Even so, you made a flat out misstatement regarding para. 276, one of the most important paragraphs in the Organon, which I must address. You said, "Snoopy, ... he [Hahnemann] was not saying, 'the worst scenario is high potencies with frequent repetitions (275, 276).'" Yes he was, Austin, here's what you left out:

"For this reason a medicine, although homeopathic to the case, does harm when it is given in overdose. In strong doses the more homeopathic the medicine and the higher its potency the more harm it does." And then he goes on to say it's even worse if there are frequent repetitions of this--that's the part that YOU quoted, but you omitted the part about high potency being a factor in "overdose"; and I would have to wonder why, because it would seem rather disingenuous or convenient, so to speak, to do so.

"Too large a dose", you are claiming, means too much physical material, which would tend to mean, given that most of our remedies are poisons, a toxic dose. Then, reconcile that with what Hahnemann says in 275:

"A medicine given in TOO LARGE A DOSE [Hahnemann's emphasis], though completely homeopathic to the case AND IN ITSELF OF A BENEFICIAL NATURE [my emphasis, because a toxic dose could not be of a beneficial nature as it would cause suffering, so LARGE cannot mean toxic], will still harm the patient by its quantity [amount of water or pellets--a factor in "dose"] and unnecessarily strong action [potency--the other factor in "dose"; when he says "strong action", he means power]."

So, not surprisingly, the dose consists of the amount of water or pellets, and the potency. Then in 276 he says, "overdose" coupled with frequent repetitions, is the worst of all--the worst case scenario.

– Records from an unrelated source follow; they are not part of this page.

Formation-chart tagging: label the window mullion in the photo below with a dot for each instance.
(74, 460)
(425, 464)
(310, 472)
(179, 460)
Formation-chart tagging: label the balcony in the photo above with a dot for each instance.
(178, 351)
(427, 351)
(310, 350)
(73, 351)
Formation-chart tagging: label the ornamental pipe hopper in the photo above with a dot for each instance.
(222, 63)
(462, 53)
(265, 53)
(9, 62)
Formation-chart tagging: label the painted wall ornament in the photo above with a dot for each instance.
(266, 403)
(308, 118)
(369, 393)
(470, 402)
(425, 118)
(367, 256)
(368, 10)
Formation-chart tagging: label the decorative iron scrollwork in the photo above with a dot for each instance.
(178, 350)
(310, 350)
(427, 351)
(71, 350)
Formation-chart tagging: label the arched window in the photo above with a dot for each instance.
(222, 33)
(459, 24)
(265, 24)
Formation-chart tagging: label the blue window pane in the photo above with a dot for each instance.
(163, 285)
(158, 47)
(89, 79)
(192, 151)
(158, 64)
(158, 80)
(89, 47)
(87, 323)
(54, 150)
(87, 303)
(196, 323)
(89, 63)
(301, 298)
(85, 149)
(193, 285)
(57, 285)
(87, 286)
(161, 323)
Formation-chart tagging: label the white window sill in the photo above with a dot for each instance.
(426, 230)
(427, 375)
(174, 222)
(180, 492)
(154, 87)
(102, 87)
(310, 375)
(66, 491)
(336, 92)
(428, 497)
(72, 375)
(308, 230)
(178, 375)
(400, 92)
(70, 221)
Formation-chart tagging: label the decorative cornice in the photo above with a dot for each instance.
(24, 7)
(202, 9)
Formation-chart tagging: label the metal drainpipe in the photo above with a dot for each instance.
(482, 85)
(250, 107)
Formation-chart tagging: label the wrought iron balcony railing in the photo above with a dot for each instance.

You seem to be wanting to acknowledge that a potency like 1M is indeed a high potency--meaning powerful--but at the same time you want to be able to say that it's "a small dose" because of the absence of physical material. I forget exactly what Avagadro's number is--12C? 24C? Some relatively low number; but your point is, past Avagadro's number, the dose gets smaller and smaller and hence gentler and gentler because there's less and less physical material in it, and my question is, once you hit zero (zero molecules of original substance) at 12 or 24C, how can you get any smaller and smaller ? How can 30C be a smaller dose than 12C, and 200 be a smaller dose than 30 and 1M be a smaller dose than 200...? You hit zero way back at 24, it can't get any smaller than zero so how does it get gentler and gentler the higher you go if it got as high as it can go back at 24C?

In proof, you only have to stay around the BB long enough and wait and watch the high potency victims write in, and you can always tell who they are because their topics generally begin with "Please Help!", (and RDS is only just our latest example, though he's been a very good sport about it), and compare that with the people I help who never aggravate. Even just recently, the Nat-sulph case, the child with diarrhea, the mother chose to give a 6C, and had given 3 doses when she wrote back to say the remedy worked; frankly, I would have suggested a 30C, but the 6C was her idea. When we give a 200 when a 6C would have worked, what have we done?

We can understand that a person needs a shove when they're in harm's way; and that's good. But if they're shoved too hard, they have a new problem, recovering from the unnecessary use of force. This is what Hahnemann is saying in the last part of 276: Sure, they've been saved from their disease, he says. That was accomplished when they were hit with an overdose of medicine; they no longer suffer from the natural disease; but now they're even sicker from the medicinal disease caused by the practitioner's unnecessary use of force.